On Top Chef, the eliminations are not the responsibility of the other contestants, nor are they part of a strategic game. Instead, they’re based on subject evaluations of the contestants’ work by a panel of judges who often have to split hairs.
Last Chance Kitchen gives someone the chance to prove that their work is better than the work that got them eliminated, whereas Redemption Island effectively just nullifies the decision made by the other players.
I also appreciate that Last Chance Kitchen often shapes its challenges around the eliminated chef’s screw-up, giving them a chance for true redemption. That does make the whole exercise seem a bit sketchier, though, since it’s being created on the fly. Plus, having Tom Colicchio judge alone makes it even more subjective than the actual competition.
As it did last season, Top Chef decided that Last Chance Kitchen wouldn’t just be for eliminated contestants, but also for previous season’s contestants, turning it into “How About Yet Another Chance Kitchen.”
Carrie Baird, Brother Luck, and Jim Smith returned, with Brother burning his way through each competitor, old and new, just like he did last season.
You can’t have more of a Last Chance Kitchen ringer than Brother; even though he lost the final battle during Top Chef Colorado, he has a lot of experience, and that makes the playing field uneven, a thing I am going to keep pointing out even though every show does it now and no one seems to care.
Since we’re halfway through the season, and because the production can’t just leave things alone, the winner of the most recent Last Chance Kitchen battle re-entered the competition this week.
Having survived all of the initial rounds, Brother had to face off against Nini, who was recently eliminated from Top Chef Kentucky during the Restaurant Wars episode. Considering Nini’s elimination had precisely nothing to do with her cooking, Last Chance Kitchen was a great opportunity for her to redeem herself. After all, it involves cooking, not attempting to train a bunch of unskilled extras the producers brought in to overcomplicate the season’s most complicated challenge.
But even then, the producers couldn’t just have a straight-up showdown between Nini and Brother. No, they had to inject the real contestants into Last Chance Kitchen, to work as sous chefs for their friend (Nini) and someone they didn’t care about (Brother).
The clumsy attempt at getting the existing contestants to not just sit down and refuse to help Brother was that the producers basically turned Last Chance Kitchen into a team quickfire, with the winner getting an advantage for the elimination challenge. (That advantage turned out to be pretty inconsequential.)
All of this helped create unnecessary ugliness: He’s not one of us. Why are you helping him. Et cetera.
And all of this unfolded too quickly and chaotically for it to be either good television or a decent challenge. It was just a wreck, a bad decision piled on top of a bad decision and burned in the toaster oven until it caught fire.
Brother won Last Chance Kitchen, and re-entered the competition—and then the universe balanced things out and Brother was eliminated again.
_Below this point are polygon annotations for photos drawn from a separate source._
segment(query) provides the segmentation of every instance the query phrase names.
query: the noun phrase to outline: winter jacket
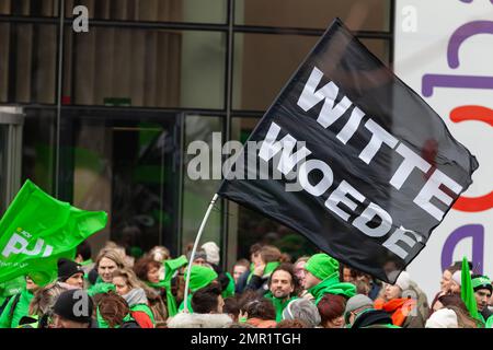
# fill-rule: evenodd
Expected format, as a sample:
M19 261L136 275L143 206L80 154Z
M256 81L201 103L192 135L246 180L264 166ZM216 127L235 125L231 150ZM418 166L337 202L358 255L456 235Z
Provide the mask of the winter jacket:
M131 317L134 317L140 328L154 328L154 315L148 305L144 289L135 288L122 296L125 299L128 307L130 308Z
M169 328L222 328L233 320L226 314L179 313L168 323Z
M271 300L274 304L274 307L276 308L276 322L283 320L283 311L286 308L286 306L294 301L295 299L298 299L297 296L290 296L286 299L279 299L275 298L272 292L268 292L265 294L265 298Z
M339 272L329 276L319 284L313 285L308 290L313 295L316 305L325 294L342 295L347 299L356 295L356 287L353 283L340 282Z
M19 326L21 318L27 316L30 303L34 295L25 288L18 295L12 296L3 310L0 316L0 328L15 328Z

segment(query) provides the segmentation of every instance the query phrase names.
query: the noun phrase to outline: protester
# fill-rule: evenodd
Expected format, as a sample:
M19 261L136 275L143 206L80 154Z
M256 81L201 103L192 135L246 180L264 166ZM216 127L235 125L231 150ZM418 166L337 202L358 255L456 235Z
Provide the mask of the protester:
M78 289L83 289L84 270L80 264L66 258L60 258L57 261L57 266L59 282L67 283Z
M393 325L403 328L423 328L429 312L426 295L406 271L399 275L395 284L386 284L383 298L375 301L375 308L390 313Z
M320 325L323 328L344 327L344 310L346 299L342 295L325 294L317 304L320 314Z
M438 298L448 293L451 293L451 289L452 289L452 276L456 271L460 270L460 262L456 262L452 266L447 267L444 272L442 273L442 279L440 279L440 290L438 293L435 294L435 298L432 301L432 304L429 305L431 307L431 313L433 313L435 303L438 301ZM459 283L460 285L460 283ZM459 287L460 289L460 287Z
M250 265L249 270L243 272L243 275L241 275L240 278L238 279L238 282L236 283L236 287L234 287L236 293L240 294L240 293L244 292L248 281L250 281L251 275L253 273L255 266L262 264L262 259L261 259L261 255L260 255L261 249L262 249L262 245L259 243L255 243L250 247L250 261L252 261L252 262Z
M121 250L114 248L103 248L98 255L94 269L98 271L98 278L92 287L89 288L89 295L106 293L114 290L113 273L117 269L126 267L125 258Z
M164 304L149 307L149 301L146 296L145 285L137 279L135 272L130 269L117 270L113 275L113 284L116 293L121 295L128 304L131 317L137 322L140 328L154 328L156 320L163 323L167 319L167 310ZM153 291L149 291L152 293ZM164 315L163 315L164 314Z
M277 323L276 310L268 299L257 298L248 302L242 307L242 314L246 317L246 323L256 328L275 328ZM240 318L241 318L240 315Z
M185 272L185 278L186 278L186 273ZM206 267L206 266L200 266L200 265L193 265L192 266L192 272L190 275L190 294L188 294L188 299L186 301L187 303L187 308L190 312L193 312L193 307L192 307L192 296L193 293L195 293L196 291L211 284L215 283L217 285L219 284L219 281L217 280L218 275L216 273L216 271L210 268L210 267ZM185 301L183 301L179 307L179 312L185 308Z
M339 261L326 254L316 254L307 261L305 289L313 295L316 305L325 294L342 295L346 299L356 294L352 283L340 282Z
M277 325L276 328L311 328L301 319L283 319Z
M65 284L68 285L68 284ZM65 291L67 287L55 282L39 288L30 303L28 315L34 318L32 328L53 328L54 306L58 296Z
M480 313L481 320L484 324L486 324L489 318L493 317L493 314L488 308L493 290L491 280L488 276L473 275L471 276L471 281L472 281L472 289L474 290L474 298L475 303L478 305L478 312Z
M99 328L140 328L125 299L114 291L100 295L96 310Z
M298 279L298 282L300 285L305 285L305 278L307 276L307 269L305 267L309 259L310 259L309 256L302 256L302 257L299 257L298 260L296 260L294 264L295 276ZM306 294L306 290L300 289L298 296L302 298L305 294Z
M54 328L98 328L92 319L94 303L83 290L62 292L53 308Z
M271 273L285 262L286 256L278 248L272 245L265 245L260 249L260 258L255 259L253 272L250 275L245 290L254 290L260 295L268 292L268 279Z
M374 308L374 301L364 294L351 298L344 310L346 328L400 328L392 325L390 315Z
M23 316L27 316L34 292L39 288L26 276L26 284L22 291L12 296L0 315L0 328L15 328Z
M290 301L297 299L298 279L295 277L291 264L279 265L268 279L268 292L265 298L271 300L276 308L276 322L283 319L283 311Z
M425 328L459 328L457 314L450 308L440 308L429 316Z
M82 266L82 270L88 275L94 268L92 260L92 249L88 241L83 241L77 246L74 261Z
M234 262L233 265L233 279L234 279L234 284L238 285L238 280L240 279L240 277L249 271L250 269L250 262L246 259L239 259L237 262Z
M225 301L218 284L196 291L192 298L193 314L180 313L168 324L169 328L222 328L233 319L223 314Z
M308 327L316 328L321 318L317 306L307 299L295 299L283 311L283 319L299 319Z

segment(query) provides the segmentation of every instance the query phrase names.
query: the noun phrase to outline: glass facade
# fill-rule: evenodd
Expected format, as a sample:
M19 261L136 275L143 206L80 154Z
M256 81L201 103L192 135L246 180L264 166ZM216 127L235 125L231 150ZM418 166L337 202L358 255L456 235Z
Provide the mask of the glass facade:
M87 33L72 28L79 5L88 9ZM113 240L181 254L220 184L216 170L197 170L197 156L211 163L223 142L246 140L336 16L391 63L392 7L391 0L0 1L0 105L25 113L22 180L107 211L107 228L91 238L95 252ZM294 258L314 252L297 233L225 200L213 210L206 241L220 245L228 266L259 241Z

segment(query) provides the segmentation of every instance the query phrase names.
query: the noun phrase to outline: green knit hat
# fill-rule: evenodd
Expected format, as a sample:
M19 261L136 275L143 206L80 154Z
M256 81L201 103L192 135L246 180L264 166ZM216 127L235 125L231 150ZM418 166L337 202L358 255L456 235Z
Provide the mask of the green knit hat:
M316 254L307 261L305 268L308 272L323 281L329 276L339 271L339 261L326 254Z
M488 276L474 277L471 283L474 292L479 291L480 289L488 289L490 293L493 291L493 285L491 284L491 280Z
M204 287L207 287L210 282L217 279L217 273L209 267L200 265L192 266L192 273L190 275L190 290L196 292ZM186 280L186 272L185 272Z

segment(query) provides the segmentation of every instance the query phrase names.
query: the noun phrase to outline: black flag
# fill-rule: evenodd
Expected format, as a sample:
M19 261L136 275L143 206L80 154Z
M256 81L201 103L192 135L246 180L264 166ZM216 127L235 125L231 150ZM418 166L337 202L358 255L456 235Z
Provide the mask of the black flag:
M393 283L472 183L475 158L336 19L218 194Z

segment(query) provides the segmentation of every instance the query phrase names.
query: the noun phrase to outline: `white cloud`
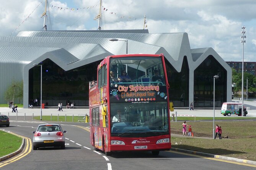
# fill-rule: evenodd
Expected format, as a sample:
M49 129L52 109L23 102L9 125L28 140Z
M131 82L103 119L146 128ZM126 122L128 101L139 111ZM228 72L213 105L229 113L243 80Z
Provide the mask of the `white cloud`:
M20 30L42 29L44 19L41 16L44 10L44 0L2 1L0 35L10 35L18 27L13 35ZM51 19L54 30L95 30L98 27L98 21L93 19L98 13L99 1L48 1L51 14L48 18ZM42 3L27 18L41 2ZM106 24L102 27L103 29L142 29L145 14L150 33L187 32L191 48L212 47L227 61L241 60L241 27L245 24L247 37L245 45L245 60L256 61L254 0L104 0L103 2L102 5L108 9L104 11L103 21ZM52 5L57 8L52 8ZM60 10L58 7L64 8ZM75 10L64 10L67 8Z

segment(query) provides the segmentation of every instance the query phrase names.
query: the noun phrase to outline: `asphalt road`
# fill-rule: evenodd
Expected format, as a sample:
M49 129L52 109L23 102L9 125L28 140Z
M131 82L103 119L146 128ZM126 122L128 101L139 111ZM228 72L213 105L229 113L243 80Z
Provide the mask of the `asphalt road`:
M41 123L14 121L9 127L0 127L1 130L10 131L28 138L29 146L26 153L21 152L12 158L12 161L10 161L9 159L0 162L0 167L3 166L0 168L1 170L251 170L256 167L174 151L161 151L157 156L152 156L150 152L117 152L111 156L106 156L101 152L94 151L90 145L90 132L85 128L88 127L89 124L84 123L62 123L62 128L67 131L65 134L65 149L47 148L36 151L31 150L32 144L29 143L29 139L32 140L32 132Z

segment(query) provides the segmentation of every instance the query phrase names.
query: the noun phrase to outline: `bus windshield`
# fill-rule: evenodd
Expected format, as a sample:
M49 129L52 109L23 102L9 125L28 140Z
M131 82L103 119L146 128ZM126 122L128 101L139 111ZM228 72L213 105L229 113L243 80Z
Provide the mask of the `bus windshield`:
M145 137L169 134L166 102L112 103L111 109L112 136Z
M110 86L130 85L166 86L160 57L111 58Z

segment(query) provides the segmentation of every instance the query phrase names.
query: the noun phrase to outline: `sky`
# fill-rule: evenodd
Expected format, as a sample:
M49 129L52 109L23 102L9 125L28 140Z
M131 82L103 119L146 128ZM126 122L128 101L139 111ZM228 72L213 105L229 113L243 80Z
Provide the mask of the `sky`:
M45 0L0 0L0 36L43 30ZM48 30L96 30L99 0L48 0ZM256 62L255 0L102 0L102 29L187 32L191 48L212 47L226 61Z

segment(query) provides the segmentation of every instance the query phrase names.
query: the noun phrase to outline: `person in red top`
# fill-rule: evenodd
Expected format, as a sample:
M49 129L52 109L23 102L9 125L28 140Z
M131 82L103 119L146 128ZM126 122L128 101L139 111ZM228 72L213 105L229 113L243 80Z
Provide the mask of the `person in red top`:
M188 136L191 136L191 133L192 132L192 128L191 128L191 125L189 125L189 127L188 128Z
M221 134L222 133L222 130L221 128L221 127L220 127L220 134L218 136L220 137L220 139L222 139L222 137L221 137Z
M217 137L217 134L218 135L218 136L220 138L220 127L218 127L218 125L215 125L216 127L216 130L215 130L215 137L214 137L214 139L216 139L216 137Z

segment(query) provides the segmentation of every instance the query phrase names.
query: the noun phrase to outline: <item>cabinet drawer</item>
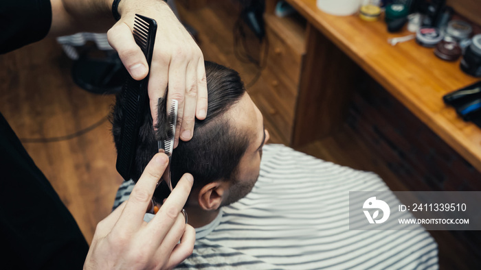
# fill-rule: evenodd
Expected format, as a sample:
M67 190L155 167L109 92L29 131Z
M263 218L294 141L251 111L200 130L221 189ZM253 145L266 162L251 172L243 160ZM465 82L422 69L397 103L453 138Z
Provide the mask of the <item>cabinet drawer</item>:
M266 120L272 123L271 128L279 134L283 143L289 144L297 99L297 93L292 90L294 86L286 84L269 69L262 72L262 79L267 87L249 95Z
M266 15L269 42L267 64L280 76L299 83L302 56L305 53L304 30L295 21Z

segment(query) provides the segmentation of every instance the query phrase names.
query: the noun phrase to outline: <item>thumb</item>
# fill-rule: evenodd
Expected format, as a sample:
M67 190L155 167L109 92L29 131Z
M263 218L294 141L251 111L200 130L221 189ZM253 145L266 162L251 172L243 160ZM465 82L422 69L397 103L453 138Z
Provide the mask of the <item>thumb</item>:
M132 30L126 24L119 22L107 32L107 40L117 51L122 62L135 79L147 76L148 65L140 47L135 43Z

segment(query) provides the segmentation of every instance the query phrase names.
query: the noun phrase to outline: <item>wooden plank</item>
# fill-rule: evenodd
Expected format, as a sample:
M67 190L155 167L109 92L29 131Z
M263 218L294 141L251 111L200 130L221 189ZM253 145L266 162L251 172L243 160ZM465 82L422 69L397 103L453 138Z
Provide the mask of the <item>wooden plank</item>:
M356 16L335 16L320 10L315 1L288 0L327 38L401 101L473 166L481 171L481 130L456 115L447 116L444 95L478 79L462 73L459 60L447 62L436 58L432 49L414 40L392 47L387 39L410 33L392 34L385 23L366 22ZM309 49L308 49L309 50ZM309 52L308 52L309 53Z

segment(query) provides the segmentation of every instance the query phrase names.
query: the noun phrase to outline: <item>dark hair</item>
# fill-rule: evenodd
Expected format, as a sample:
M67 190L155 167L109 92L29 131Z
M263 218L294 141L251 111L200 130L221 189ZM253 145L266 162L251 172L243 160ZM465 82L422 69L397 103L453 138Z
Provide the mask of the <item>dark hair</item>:
M195 188L218 180L234 180L236 168L249 144L245 133L232 126L225 113L245 93L244 84L238 73L229 68L205 61L205 73L208 92L207 116L204 120L195 120L192 138L183 142L179 140L174 149L170 169L172 185L175 185L185 173L194 177ZM154 132L148 101L146 103L144 122L138 137L135 164L132 179L137 182L145 167L157 153L157 140L165 138L166 130L166 102L159 102L159 124ZM122 108L121 95L116 98L111 121L115 147L119 148ZM155 193L155 197L161 199L168 191L163 184Z

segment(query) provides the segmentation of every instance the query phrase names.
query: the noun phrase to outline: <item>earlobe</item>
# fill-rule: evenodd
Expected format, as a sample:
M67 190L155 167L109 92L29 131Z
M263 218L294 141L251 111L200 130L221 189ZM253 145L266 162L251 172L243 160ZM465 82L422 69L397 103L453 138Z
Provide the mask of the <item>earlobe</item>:
M208 211L217 210L226 195L226 184L225 182L213 182L202 187L199 193L199 206Z

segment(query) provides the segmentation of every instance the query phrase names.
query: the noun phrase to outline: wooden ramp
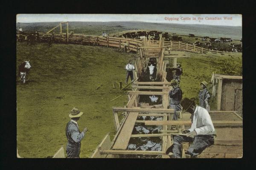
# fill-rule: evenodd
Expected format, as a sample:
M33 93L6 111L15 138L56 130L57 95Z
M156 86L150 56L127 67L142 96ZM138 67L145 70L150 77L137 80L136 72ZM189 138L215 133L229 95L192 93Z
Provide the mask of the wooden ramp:
M125 121L123 123L125 124L115 142L113 149L126 149L138 114L138 112L130 112L129 113Z

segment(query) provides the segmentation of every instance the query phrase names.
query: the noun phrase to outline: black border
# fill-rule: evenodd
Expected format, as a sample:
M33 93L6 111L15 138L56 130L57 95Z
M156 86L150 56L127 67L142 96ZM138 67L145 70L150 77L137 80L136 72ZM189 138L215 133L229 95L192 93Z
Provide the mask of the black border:
M255 164L253 133L255 124L255 88L253 84L256 72L253 35L255 22L253 0L240 1L138 1L112 3L82 1L2 2L1 23L2 53L1 69L1 160L0 168L28 169L87 168L96 169L159 169L215 168L233 169ZM248 12L251 12L250 14ZM244 156L241 159L47 159L16 158L16 14L22 13L102 14L241 14L243 17L243 84L244 111ZM253 14L254 13L254 14Z

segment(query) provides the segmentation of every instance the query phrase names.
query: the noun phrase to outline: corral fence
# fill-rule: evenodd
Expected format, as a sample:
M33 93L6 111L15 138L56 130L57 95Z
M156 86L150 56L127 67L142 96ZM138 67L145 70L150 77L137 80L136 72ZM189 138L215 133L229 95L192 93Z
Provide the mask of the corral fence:
M138 52L139 47L143 46L143 43L145 43L145 41L150 41L151 44L154 44L156 46L159 44L160 41L154 40L147 40L146 41L145 41L145 40L135 38L125 38L109 36L104 37L102 36L87 35L82 34L69 34L68 36L68 40L67 40L66 33L56 34L54 36L48 34L40 35L39 39L41 41L47 41L49 37L53 37L54 41L56 43L99 45L106 46L107 47L113 47L118 48L119 50L126 49L128 52L131 51ZM213 54L236 53L237 52L206 49L197 46L195 44L183 43L180 41L165 40L164 42L163 46L165 48L169 48L171 49L179 49L199 53L206 53L209 52ZM146 46L146 44L145 46Z

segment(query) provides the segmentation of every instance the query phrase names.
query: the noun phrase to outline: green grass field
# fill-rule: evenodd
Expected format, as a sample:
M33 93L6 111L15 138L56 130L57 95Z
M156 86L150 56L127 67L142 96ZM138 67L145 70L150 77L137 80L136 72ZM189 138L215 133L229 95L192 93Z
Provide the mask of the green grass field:
M197 97L199 82L209 82L213 71L242 75L241 53L186 53L191 58L178 59L183 68L183 97ZM32 66L27 84L20 84L17 76L17 147L20 156L45 158L61 146L65 148L69 112L76 107L84 112L79 121L80 130L86 126L89 130L81 142L80 157L90 157L107 133L115 133L112 108L123 107L128 98L124 95L110 101L125 94L118 87L113 89L113 83L124 82L125 66L132 54L101 46L53 44L48 47L44 43L27 46L17 43L17 70L24 59L30 59ZM214 105L212 101L212 110Z

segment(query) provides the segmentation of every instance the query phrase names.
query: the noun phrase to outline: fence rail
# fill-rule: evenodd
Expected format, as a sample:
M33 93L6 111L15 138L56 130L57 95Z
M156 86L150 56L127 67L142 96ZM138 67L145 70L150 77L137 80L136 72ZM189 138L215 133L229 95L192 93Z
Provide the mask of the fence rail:
M39 40L41 41L47 41L48 37L51 36L48 35L40 35ZM67 33L55 35L54 36L55 41L60 43L67 42ZM133 51L137 52L138 48L144 46L147 46L148 44L151 46L154 45L156 46L159 45L159 40L140 40L132 38L124 38L122 37L107 37L102 36L94 35L87 35L82 34L69 35L68 36L69 43L80 43L84 45L100 45L107 46L107 47L117 47L119 49L127 48L129 52ZM183 43L180 41L164 41L163 46L166 48L170 48L171 49L181 49L190 52L196 53L206 53L211 52L213 54L227 54L236 53L236 52L227 51L221 51L218 50L214 50L210 49L206 49L199 47L195 45L189 44L187 43Z

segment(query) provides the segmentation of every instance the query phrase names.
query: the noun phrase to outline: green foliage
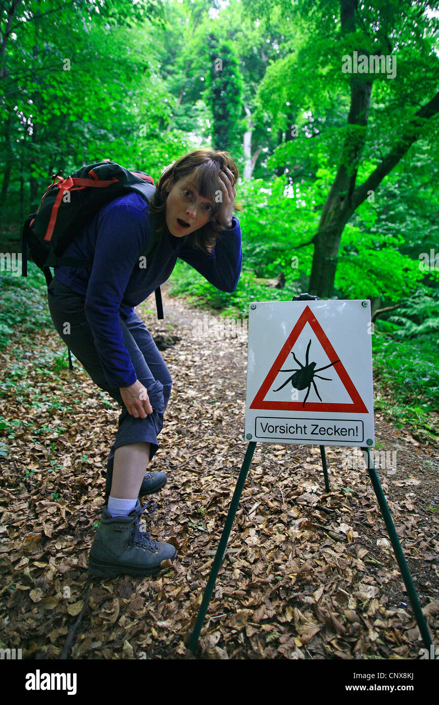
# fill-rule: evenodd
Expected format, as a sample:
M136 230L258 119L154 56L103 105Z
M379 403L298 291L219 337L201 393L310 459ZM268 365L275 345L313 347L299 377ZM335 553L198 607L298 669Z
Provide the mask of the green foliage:
M400 424L420 429L423 438L437 439L433 415L439 408L437 336L426 334L408 341L376 333L372 343L374 378L385 390L375 408L384 409Z
M230 317L248 316L251 301L290 300L297 293L292 283L284 289L268 288L259 284L253 272L245 269L235 291L220 291L182 260L178 260L169 282L172 295L185 295L192 305L215 309Z
M42 272L27 263L27 276L0 273L0 348L7 345L16 327L28 331L52 325L47 305L47 285Z
M439 331L439 290L426 286L418 289L389 320L401 326L394 333L397 339L428 336Z

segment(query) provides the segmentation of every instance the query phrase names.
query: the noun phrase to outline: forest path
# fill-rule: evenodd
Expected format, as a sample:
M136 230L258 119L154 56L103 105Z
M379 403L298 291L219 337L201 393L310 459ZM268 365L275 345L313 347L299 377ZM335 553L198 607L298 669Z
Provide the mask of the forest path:
M137 308L156 341L175 339L162 352L173 386L150 466L168 482L149 530L173 543L178 560L152 578L93 583L73 658L183 656L248 444L247 335L197 337L216 314L170 297L167 285L162 296L163 321L154 295ZM78 362L56 376L63 349L48 329L14 336L0 355L14 382L1 413L27 424L7 439L0 494L1 642L23 658L57 658L83 606L117 425L115 405ZM382 413L376 437L396 451L395 467L377 470L437 644L437 453ZM345 453L326 446L327 494L318 447L256 446L202 658L419 658L423 644L367 472L344 467Z

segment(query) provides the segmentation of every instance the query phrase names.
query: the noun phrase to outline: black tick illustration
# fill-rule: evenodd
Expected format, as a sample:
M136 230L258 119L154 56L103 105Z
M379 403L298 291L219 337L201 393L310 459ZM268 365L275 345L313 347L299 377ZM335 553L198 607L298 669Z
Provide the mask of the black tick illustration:
M314 368L317 363L311 362L311 364L309 364L309 362L308 356L309 354L310 347L311 347L311 341L309 341L309 343L308 343L308 347L307 348L307 355L306 355L304 365L303 365L302 362L299 362L299 360L296 357L292 350L291 351L292 357L294 357L297 364L300 365L300 367L299 369L278 370L278 372L294 372L294 374L292 374L290 377L288 377L286 382L284 382L283 384L281 384L280 386L278 387L277 389L273 390L273 392L278 392L279 390L282 389L283 387L285 387L285 384L287 384L288 382L291 382L291 384L295 388L295 389L304 389L306 387L308 387L308 390L307 391L307 396L305 396L305 398L303 400L303 404L302 405L302 407L304 407L305 405L305 402L308 398L308 395L309 394L311 384L314 386L314 389L316 390L316 393L317 396L319 397L321 401L322 400L321 397L319 393L317 387L316 386L316 383L314 382L314 377L319 377L319 379L327 379L330 382L332 381L332 379L330 379L329 377L321 377L320 374L316 374L316 373L321 372L322 369L326 369L328 367L331 367L333 364L336 364L337 362L340 362L339 360L336 360L334 362L331 362L330 364L327 364L324 367L319 367L318 369L315 369Z

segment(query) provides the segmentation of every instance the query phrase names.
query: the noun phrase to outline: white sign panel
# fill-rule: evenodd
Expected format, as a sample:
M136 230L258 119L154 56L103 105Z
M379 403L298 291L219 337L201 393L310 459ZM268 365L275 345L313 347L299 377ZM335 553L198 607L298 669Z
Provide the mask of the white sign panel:
M247 440L374 443L371 303L249 304Z

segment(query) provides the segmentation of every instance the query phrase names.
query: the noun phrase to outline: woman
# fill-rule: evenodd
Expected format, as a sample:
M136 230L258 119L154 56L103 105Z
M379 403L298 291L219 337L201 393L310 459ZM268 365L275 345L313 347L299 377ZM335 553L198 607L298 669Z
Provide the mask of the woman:
M148 575L173 560L169 544L141 530L139 494L166 482L145 474L172 379L144 324L134 311L166 281L177 257L211 284L234 291L242 262L233 218L238 172L228 153L197 149L162 173L148 204L130 192L101 209L63 256L93 258L90 269L57 266L48 289L54 325L92 380L121 407L107 461L106 505L89 560L93 575ZM152 226L163 234L142 268L140 255ZM142 258L140 258L142 259Z

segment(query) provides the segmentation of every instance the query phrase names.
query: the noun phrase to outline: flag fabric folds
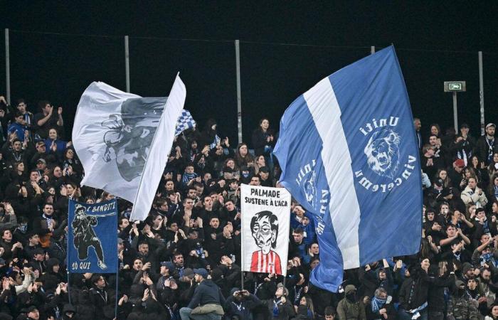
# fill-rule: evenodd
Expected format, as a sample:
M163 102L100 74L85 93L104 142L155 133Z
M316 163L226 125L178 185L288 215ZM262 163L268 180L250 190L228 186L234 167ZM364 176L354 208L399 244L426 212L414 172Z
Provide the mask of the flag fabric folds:
M320 264L336 292L343 269L419 250L420 165L408 93L391 46L319 82L280 122L280 182L313 213Z
M69 199L68 270L71 273L117 272L117 203L95 204Z
M176 129L175 131L174 135L179 136L181 132L186 130L187 129L192 129L196 127L196 120L192 117L192 114L190 114L190 111L183 110L181 110L181 114L178 118L178 123L176 123Z
M134 203L131 220L144 220L173 144L185 85L176 76L168 98L142 97L103 82L85 90L73 142L85 169L81 185Z
M284 188L240 186L242 270L287 274L290 193Z

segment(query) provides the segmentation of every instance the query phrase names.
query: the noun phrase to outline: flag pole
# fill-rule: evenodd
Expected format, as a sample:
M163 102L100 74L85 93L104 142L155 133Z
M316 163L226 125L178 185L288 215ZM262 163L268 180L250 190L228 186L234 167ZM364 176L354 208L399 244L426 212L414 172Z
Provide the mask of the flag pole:
M126 92L129 93L129 38L128 36L124 36L124 74Z
M244 272L240 270L240 290L244 290Z
M119 288L119 284L120 284L120 263L119 263L119 258L118 258L118 263L117 263L117 270L116 270L116 301L115 302L115 305L116 306L115 307L114 310L114 319L117 319L117 302L119 301L117 299L117 293L118 293L118 288Z
M237 72L237 129L238 143L242 143L242 98L240 97L240 42L235 40L235 70Z

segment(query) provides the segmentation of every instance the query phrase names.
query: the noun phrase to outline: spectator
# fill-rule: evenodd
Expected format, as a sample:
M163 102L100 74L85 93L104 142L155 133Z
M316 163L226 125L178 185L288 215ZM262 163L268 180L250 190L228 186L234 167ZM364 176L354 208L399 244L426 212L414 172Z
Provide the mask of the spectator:
M186 307L180 309L181 320L221 319L224 314L221 306L226 303L220 288L208 279L206 269L194 269L196 282L198 286L194 297Z
M365 306L363 302L359 301L356 288L353 284L348 284L344 289L344 298L337 306L339 319L366 319Z
M35 114L33 118L35 130L36 134L41 139L48 139L50 128L62 129L64 125L64 120L62 118L63 108L59 107L54 110L54 107L46 100L40 101L38 108L40 112Z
The production couldn’t have foreseen Brother screwing up the challenge so much—well, maybe it could have, since he essentially did the same thing that he did last season and ignored the challenge—so there was a bit of satisfaction in his quick reentry and flame-out.
Except: Now we’re now at the same place in the competition we were last week.
And then there’s the you’ve-got-to-be-kidding-me twist: Brother is going back to Last Chance Kitchen, so now we can just do this all over again. ???
Oh, and by the way, Top Chef Kentucky’s format for Last Chance Kitchen is pretty much exactly what Survivor Edge of Extinction is doing next season, minus the weekly challenges. What happened to competition shows just eliminating contestants?